You might even know a cartoon by Thomas Nast in the Nov. 7, 1874 edition of Harper's Weekly, is considered the first major use of an elephant as a symbol for the United States Republican Party. 

(Andrew Jackson's mudslinging opponents labeled him a jackass in 1828. Another Nast cartoon in Harper's Weekly on Jan. 19, 1870 would revive the donkey as an unofficial symbol for the Democratic Party.)

It was rumored in 1874 that Republican President Ulysses S. Grant would run for a third term in 1876. There were was also false reports that the animals had escaped from Central Park Zoo and were roaming New York City.

Nast combined the two in his cartoon titled Third Term Panic. It depicts a donkey in a lion's skin ("Caesarism") scattering animals that stand for various interests including an elephant ("Republican vote") running toward a chasm of chaos.

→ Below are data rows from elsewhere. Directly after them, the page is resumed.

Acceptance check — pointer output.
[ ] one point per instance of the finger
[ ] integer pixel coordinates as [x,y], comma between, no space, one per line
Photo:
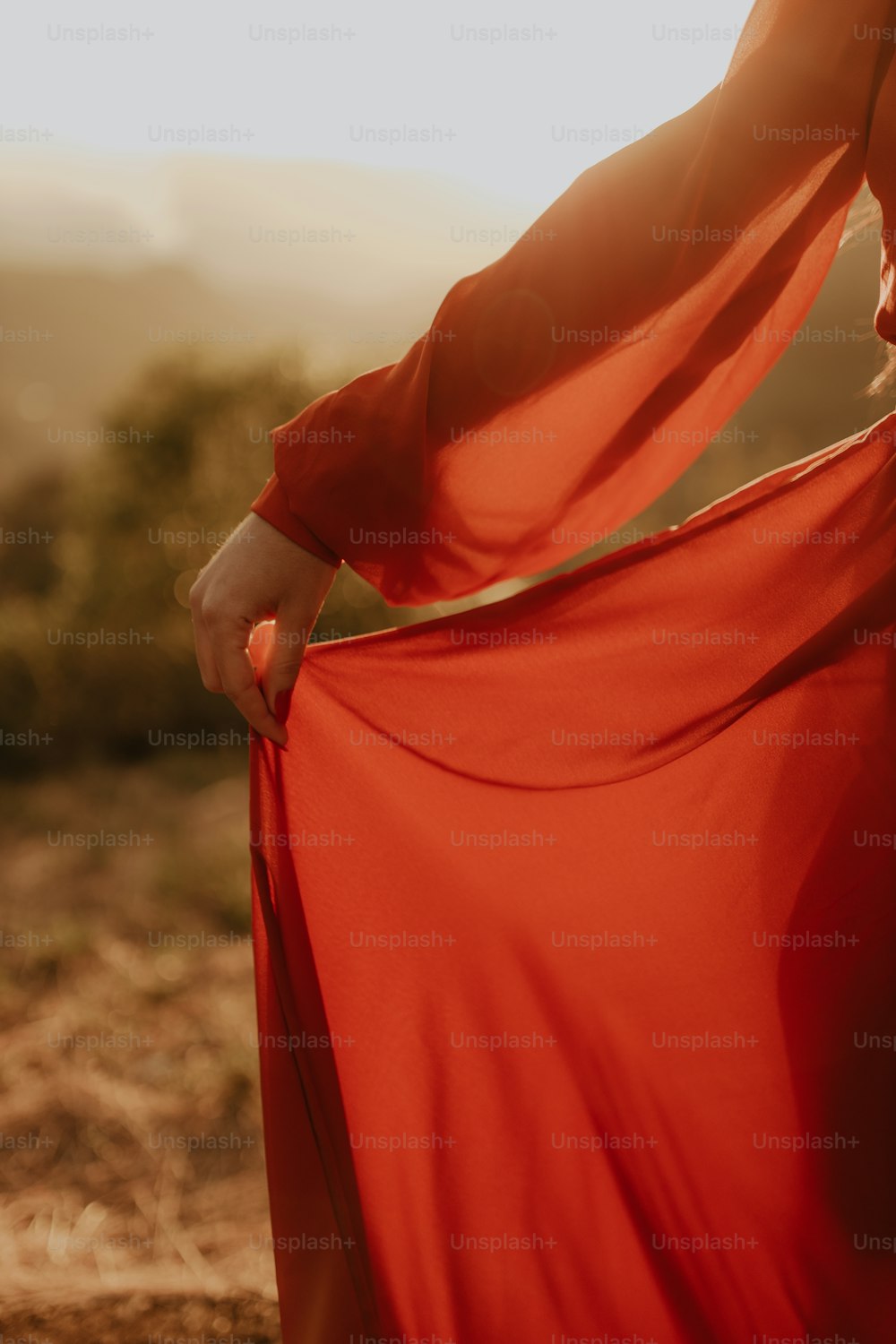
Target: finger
[287,650]
[204,655]
[238,680]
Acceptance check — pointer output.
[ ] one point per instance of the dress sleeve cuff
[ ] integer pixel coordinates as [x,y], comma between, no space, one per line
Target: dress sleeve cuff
[273,505]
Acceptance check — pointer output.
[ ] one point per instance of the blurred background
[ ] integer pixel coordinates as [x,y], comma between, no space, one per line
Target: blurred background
[210,220]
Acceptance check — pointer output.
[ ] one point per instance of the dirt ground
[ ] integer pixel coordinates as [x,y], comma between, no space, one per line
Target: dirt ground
[132,1187]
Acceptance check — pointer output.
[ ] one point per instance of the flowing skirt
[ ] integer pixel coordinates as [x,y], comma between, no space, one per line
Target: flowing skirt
[573,945]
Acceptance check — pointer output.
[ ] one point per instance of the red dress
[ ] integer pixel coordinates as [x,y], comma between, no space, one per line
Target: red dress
[575,913]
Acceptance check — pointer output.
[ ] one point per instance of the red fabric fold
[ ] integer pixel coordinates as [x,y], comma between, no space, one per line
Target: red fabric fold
[575,913]
[595,887]
[562,389]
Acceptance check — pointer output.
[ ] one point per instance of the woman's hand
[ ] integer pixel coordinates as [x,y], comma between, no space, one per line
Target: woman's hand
[257,574]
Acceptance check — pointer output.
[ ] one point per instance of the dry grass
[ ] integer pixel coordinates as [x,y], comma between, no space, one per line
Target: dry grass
[134,1190]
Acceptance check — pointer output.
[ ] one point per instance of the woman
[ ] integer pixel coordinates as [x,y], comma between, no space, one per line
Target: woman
[573,913]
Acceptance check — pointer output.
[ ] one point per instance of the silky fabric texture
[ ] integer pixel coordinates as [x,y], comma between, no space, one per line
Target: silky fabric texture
[573,916]
[630,838]
[563,387]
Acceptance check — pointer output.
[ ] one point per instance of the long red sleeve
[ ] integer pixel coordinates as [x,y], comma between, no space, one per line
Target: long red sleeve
[556,392]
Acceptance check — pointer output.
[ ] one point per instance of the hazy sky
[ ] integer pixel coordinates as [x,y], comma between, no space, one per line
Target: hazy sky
[398,83]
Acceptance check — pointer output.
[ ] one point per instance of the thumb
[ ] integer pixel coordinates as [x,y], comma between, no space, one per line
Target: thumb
[285,653]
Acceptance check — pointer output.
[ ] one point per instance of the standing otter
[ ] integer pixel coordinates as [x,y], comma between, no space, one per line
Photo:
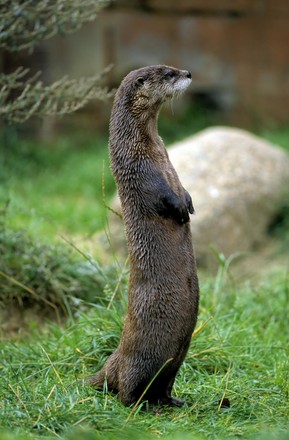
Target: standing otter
[163,287]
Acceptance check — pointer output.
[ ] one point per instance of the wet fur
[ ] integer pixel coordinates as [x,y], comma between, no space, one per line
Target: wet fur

Under the title of Third Term Panic is the first line of Aesop's fable, The Ass in the Lion's Skin:
An Ass, having put on the lion's skin, amused himself by terrifying all the foolish animals. At last coming upon a Fox, he tried to frighten him also, but the Fox no sooner heard the sound of his voice than he exclaimed, "I might possibly have been frightened myself, if I had not heard your bray."
The moral? Clothes may disguise a fool, but his words will give him away.

But what struck me as I looked at this political cartoon was the donkey in a lion's skin. Where had I seen that before?

Pauline Baynes, The Last Battle
Of course!

C.S. Lewis' The Last Battle (1956) when poor Puzzle the donkey is forced by Shift the Ape to wear a lion skin and pretend to be the Great Lion Aslan.

Shift, using Puzzle as his pawn, convinces the Narnians that he speaks for Aslan and makes all sorts of increasingly unreasonable demands that benefit only Shift. Eventually, it leads to the downfall of Narnia when Tash is allowed to entered Narnia's borders.

Now I've read The Chronicles of Narnia dozens of times. I wore out a paperback set and had to replace it with a hardcover set which is also rapidly falling apart. But I never once saw the correlation between it, contemporary politics, and an old Aesop's Fable.

Apparently some things don't change.
Clothes may disguise a fool, but his words will give him away. 
Excuse me, but I need to go reread The Last Battle since I have yet another perspective to think about while reading it.